Ainsi, au vu des éléments versés au débat l’employeur, en l’absence d’objectifs fournis à la salariée et de justification sur le versement de la rémunération variable prévue au contrat, est redevable d’un rappel de salaire à hauteur de 20 % du salaire annuel brut. En l’état des éléments produits, la Cour évalue la somme due au titre de la rémunération variable sur l’ensemble de la période non couverte par la prescription à 29410 euros.
Le défaut de versement de la rémunération variable due à la salariée constitue un manquement grave qui justifie la rupture du contrat de travail à l’initiative de Mme X aux torts exclusifs de la société Européenne de promotion (EPSA). Il s’ensuit que la rupture du contrat de travail produit en l’espèce les effets d’un licenciement sans cause réelle et sérieuse.
Le jugement du Conseil de prud’hommes sera donc infirmé sur ce point.
Evaluation du montant des condamnations
Au vu des pièces et des explications fournies, compte tenu des circonstances de la rupture, du montant de la rémunération versée à Mme X, de son âge, de son ancienneté, de sa capacité à trouver un nouvel emploi eu égard à sa formation et à son expérience professionnelle et des conséquences du licenciement à son égard, la cour dispose des éléments nécessaires et suffisants pour fixer à 26.000 euros le montant de la réparation du préjudice subi en application de l’article L.1235-3 du code du travail.

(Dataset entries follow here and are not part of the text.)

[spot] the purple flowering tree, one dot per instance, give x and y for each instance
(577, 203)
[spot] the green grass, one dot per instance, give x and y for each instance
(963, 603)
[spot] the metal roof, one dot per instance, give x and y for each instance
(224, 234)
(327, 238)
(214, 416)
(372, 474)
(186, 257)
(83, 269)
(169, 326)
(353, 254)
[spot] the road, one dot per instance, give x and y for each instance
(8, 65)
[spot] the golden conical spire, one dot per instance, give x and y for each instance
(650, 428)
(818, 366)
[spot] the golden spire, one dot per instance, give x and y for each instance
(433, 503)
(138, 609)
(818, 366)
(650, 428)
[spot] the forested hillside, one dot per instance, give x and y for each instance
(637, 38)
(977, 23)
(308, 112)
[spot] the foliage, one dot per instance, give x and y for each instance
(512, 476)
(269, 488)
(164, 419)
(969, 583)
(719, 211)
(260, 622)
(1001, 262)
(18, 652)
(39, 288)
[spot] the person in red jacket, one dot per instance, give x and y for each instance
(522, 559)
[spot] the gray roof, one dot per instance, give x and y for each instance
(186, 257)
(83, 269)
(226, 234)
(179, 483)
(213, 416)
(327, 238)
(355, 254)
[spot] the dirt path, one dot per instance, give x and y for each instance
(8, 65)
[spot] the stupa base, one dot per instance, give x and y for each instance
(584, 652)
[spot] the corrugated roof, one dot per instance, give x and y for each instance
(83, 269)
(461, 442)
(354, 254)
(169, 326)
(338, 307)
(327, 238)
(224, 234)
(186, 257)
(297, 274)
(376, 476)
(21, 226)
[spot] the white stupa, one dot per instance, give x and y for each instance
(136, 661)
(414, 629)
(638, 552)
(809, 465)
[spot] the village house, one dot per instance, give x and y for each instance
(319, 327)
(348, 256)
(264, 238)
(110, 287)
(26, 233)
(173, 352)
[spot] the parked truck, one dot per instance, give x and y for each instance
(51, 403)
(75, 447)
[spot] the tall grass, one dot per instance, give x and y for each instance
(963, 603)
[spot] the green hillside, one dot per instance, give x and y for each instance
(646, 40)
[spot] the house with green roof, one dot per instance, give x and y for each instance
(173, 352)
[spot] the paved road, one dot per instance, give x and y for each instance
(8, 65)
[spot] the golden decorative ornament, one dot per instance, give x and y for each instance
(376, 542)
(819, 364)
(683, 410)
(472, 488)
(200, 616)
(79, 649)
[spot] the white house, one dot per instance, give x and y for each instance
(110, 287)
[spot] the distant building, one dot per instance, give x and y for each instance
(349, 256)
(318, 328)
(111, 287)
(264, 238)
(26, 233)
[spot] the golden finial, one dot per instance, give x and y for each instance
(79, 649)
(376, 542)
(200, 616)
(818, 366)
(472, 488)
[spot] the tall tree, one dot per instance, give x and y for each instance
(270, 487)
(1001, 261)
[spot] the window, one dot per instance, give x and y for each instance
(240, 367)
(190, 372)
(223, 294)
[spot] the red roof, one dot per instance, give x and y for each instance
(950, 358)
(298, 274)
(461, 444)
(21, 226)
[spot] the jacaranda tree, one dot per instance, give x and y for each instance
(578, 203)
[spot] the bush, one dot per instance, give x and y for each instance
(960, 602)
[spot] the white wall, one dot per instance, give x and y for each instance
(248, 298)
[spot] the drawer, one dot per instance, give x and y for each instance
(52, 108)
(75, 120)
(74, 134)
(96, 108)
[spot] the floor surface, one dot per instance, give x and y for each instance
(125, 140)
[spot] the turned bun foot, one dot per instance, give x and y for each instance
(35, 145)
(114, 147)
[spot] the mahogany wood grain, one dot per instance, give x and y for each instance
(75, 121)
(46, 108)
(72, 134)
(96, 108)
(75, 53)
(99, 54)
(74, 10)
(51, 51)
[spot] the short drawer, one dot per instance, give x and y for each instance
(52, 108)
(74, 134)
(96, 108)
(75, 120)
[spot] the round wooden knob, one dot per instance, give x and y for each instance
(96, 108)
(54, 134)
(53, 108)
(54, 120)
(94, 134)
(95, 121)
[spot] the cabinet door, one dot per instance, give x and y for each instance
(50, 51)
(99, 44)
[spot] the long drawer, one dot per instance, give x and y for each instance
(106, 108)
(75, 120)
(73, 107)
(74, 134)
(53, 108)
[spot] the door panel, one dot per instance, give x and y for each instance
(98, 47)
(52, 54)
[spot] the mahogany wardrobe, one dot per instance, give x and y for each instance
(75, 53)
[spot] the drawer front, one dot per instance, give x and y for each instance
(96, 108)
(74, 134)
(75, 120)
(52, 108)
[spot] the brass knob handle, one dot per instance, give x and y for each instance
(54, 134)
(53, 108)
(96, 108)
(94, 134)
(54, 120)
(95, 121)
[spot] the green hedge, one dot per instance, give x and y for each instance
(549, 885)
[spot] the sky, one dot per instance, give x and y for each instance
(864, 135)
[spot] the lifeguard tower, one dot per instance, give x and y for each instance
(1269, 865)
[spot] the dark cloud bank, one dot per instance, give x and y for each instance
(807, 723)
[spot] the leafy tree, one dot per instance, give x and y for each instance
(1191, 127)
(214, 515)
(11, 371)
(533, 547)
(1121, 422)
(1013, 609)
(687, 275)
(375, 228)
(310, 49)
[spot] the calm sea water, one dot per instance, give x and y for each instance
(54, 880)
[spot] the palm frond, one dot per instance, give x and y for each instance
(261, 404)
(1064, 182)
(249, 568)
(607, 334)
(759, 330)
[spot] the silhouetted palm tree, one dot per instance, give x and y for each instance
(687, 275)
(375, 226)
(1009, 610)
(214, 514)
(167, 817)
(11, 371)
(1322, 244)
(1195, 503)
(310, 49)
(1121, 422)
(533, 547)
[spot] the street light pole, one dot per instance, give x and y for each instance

Il convient par ailleurs d’accorder à Mme X la somme de 29410 euros à titre de rappel de salaire correspondant à la rémunération variable prévue au contrat de travail.
PAR CES MOTIFS
La Cour, statuant publiquement par arrêt contradictoire et rendu en dernier ressort, mis à disposition au greffe,
INFIRME le jugement, mais seulement en ce qu’il a débouté Mme X de sa demande de rappel de salaire correspondant à la rémunération variable et au titre de des dommages-intérêts pour licenciement sans cause réelle et sérieuse, et en ce qu’il a mis les dépens à sa charge ;
Et statuant à nouveau sur les chefs infirmés,
DIT que la prise d’acte de Mme X s’analyse en un licenciement sans cause réelle et sérieuse ;
CONDAMNE la société Européenne de promotion (EPSA) à payer à Mme X la somme de :
- 26.000 euros à titre de dommages-intérêts pour le préjudice subi du fait de la prise d’acte de la rupture du contrat de travail aux torts de l’employeur produisant les effets d’un licenciement sans cause réelle et sérieuse,
- 29.410 euros bruts à titre de rappel de salaire sur rémunération variable ;
CONFIRME le jugement en ses autres dispositions ;
Y ajoutant,
DIT que la condamnation au paiement de la créance de nature salariale porte intérêts au taux légal à compter de la réception par la société de la convocation devant le bureau de conciliation du conseil de prud’hommes et que la condamnation au paiement de la créance indemnitaire porte intérêts au taux légal à compter de la mise à disposition du présent arrêt ;
CONDAMNE la société Européenne de promotion (EPSA) à payer à Mme X en cause d’appel la somme de 2000 euros au titre de l’article 700 du code de procédure civile;
DEBOUTE les parties du surplus des demandes ;
CONDAMNE la société Européenne de promotion (EPSA) aux dépens de première instance et d’appel.